CP: Can you say more about what the difference in being here is?

Stewart: In my experience, it's that you don't exactly know where people are coming from a lot of the time. You see people with really good intentions, and they behave sometimes in ways that you find perplexing. The values and the actions, the rhetoric and the reality, don't always match each other. People do really nice things for you here that I never would have expected when I first moved here. My first apartment was entirely furnished by people who said, hey, I've got a couch you can have, hey, I've got this or that. People just gave me stuff. And the first two places I rented here were from really nice people who didn't ask me for a first and last month's deposit. As somebody here with new eyes, I kind of wondered at first, what do you want from me?

So you think, initially, that this is like the land of milk and honey. It's really enlightened here. And then I think you bump into things where you have to really re-interpret your place in the world. Because what you've been thinking is not exactly true. In my situation right now, I think, people would prefer me to be more contrite than I am—to completely disavow previous thoughts and attitudes that I've had, to disavow them in writing and in speech. That would be the ticket to my membership.

CP: "Tell us we're okay."

Stewart: Yeah. Make us feel okay. Make us feel good about investing in you. Which—I feel two ways about that. In one sense, it can cause you to become bitter and to think, who really are my friends? Do these people really have my best interests at heart? And the other part of it is, well, if I'm going to live here, I have to know the territory, and how to get along in it. And if I'm going to be an office-holder in Minneapolis, then I'm certainly not qualified if I can't navigate effectively. I won't get anything done. The power base of Minneapolis is such that you have to know who's who, and you have to stay in their good graces. That might be the same everywhere, but here you feel like you have to lose certain parts of yourself for admittance.
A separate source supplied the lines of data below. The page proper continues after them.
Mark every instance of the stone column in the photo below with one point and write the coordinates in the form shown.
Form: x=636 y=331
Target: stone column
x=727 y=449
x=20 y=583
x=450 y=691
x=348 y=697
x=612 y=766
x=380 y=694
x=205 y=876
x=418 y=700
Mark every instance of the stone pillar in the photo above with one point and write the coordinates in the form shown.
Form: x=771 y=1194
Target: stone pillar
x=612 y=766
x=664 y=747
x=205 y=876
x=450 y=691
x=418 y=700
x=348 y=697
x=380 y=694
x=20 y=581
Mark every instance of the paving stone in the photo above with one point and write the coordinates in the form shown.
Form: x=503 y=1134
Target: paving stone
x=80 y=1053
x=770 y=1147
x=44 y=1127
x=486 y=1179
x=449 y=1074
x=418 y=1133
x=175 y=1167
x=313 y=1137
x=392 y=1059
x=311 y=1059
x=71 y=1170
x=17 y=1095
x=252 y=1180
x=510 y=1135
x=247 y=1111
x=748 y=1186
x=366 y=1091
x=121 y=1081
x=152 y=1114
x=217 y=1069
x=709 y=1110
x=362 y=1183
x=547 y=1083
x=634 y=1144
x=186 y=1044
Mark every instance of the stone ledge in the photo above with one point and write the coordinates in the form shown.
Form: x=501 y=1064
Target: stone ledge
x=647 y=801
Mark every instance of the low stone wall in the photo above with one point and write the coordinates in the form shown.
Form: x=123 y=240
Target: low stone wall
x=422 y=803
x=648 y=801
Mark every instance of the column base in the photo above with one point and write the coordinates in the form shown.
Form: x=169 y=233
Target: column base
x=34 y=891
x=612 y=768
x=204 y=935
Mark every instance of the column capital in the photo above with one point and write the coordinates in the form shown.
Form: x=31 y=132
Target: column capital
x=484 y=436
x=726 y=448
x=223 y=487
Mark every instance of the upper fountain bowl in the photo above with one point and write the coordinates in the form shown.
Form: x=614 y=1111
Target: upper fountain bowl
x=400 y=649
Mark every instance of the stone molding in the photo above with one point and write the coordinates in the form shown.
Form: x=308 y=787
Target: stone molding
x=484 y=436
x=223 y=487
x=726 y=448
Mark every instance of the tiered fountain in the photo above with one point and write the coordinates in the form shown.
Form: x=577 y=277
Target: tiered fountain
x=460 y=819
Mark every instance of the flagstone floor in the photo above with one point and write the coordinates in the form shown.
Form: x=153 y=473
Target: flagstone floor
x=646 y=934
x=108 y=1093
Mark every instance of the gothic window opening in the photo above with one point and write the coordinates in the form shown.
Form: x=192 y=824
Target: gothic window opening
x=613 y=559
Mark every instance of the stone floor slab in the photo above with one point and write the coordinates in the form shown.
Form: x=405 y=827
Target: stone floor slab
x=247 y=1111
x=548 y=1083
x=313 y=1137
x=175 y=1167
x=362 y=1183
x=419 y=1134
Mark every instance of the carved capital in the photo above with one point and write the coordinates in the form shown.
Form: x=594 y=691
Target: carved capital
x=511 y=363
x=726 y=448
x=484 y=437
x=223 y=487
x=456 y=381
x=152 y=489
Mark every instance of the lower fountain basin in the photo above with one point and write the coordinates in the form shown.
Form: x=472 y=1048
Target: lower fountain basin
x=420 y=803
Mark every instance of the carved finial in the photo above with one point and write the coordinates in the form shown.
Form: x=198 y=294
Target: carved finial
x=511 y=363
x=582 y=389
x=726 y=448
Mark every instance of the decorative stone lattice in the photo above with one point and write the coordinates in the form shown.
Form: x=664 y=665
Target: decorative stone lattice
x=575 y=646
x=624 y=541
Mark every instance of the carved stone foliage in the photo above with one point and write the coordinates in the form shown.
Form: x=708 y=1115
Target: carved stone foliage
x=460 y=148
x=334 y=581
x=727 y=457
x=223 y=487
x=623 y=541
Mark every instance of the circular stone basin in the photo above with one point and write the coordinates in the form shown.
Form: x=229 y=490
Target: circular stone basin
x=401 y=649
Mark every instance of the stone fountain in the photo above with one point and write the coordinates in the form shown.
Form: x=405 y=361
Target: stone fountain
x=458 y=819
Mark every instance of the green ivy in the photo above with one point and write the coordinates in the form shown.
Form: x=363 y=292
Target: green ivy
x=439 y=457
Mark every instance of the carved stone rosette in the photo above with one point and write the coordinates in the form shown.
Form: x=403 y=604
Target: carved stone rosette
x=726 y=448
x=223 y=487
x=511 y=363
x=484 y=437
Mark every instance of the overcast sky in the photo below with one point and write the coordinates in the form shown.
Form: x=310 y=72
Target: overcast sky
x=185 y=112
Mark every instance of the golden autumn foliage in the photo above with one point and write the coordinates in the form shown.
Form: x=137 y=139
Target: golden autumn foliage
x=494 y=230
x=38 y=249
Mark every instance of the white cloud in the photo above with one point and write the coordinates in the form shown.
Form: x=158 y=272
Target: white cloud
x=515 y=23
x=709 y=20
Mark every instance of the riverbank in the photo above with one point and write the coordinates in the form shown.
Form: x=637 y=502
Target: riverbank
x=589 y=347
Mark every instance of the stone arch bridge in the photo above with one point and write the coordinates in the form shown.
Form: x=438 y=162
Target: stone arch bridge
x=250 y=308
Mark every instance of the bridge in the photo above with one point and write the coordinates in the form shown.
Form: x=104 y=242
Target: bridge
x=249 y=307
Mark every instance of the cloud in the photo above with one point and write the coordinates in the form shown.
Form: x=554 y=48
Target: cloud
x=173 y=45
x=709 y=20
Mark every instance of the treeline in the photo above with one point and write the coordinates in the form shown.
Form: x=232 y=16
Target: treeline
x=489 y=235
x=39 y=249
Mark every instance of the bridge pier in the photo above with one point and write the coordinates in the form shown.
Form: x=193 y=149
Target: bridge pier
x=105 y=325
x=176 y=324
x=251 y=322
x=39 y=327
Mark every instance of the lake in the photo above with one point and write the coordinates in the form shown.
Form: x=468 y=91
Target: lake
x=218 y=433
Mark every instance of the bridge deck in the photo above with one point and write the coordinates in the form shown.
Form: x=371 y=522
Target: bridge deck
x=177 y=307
I would prefer that we really meant diversity when we said it. Not "diversity" in the sense that once you become a Huxtable, hey, you're one of us. And look, aren't we diverse? I live next door to the Huxtables, and we share barbecues. I'd prefer that diversity mean it's okay to speak Spanish on Lake Street. It's okay to celebrate Kwanzaa—and for white people to attend the celebration. It's okay for Mexicans and Asians and white people to attend Juneteenth. That would be diversity. My son's grown up in a very diverse environment. We attend the Hmong festival they have every year. We might be the only black folks who have ever gone. [laughs]

My son has had those experiences his whole life. My son has been around Jewish folks, white folks, Hispanics, Somalis. I always found opportunities to put him in places where he was the minority and he had to look around and to be, at first, uncomfortable. It's that lack of comfort that I think can train people to operate in different worlds.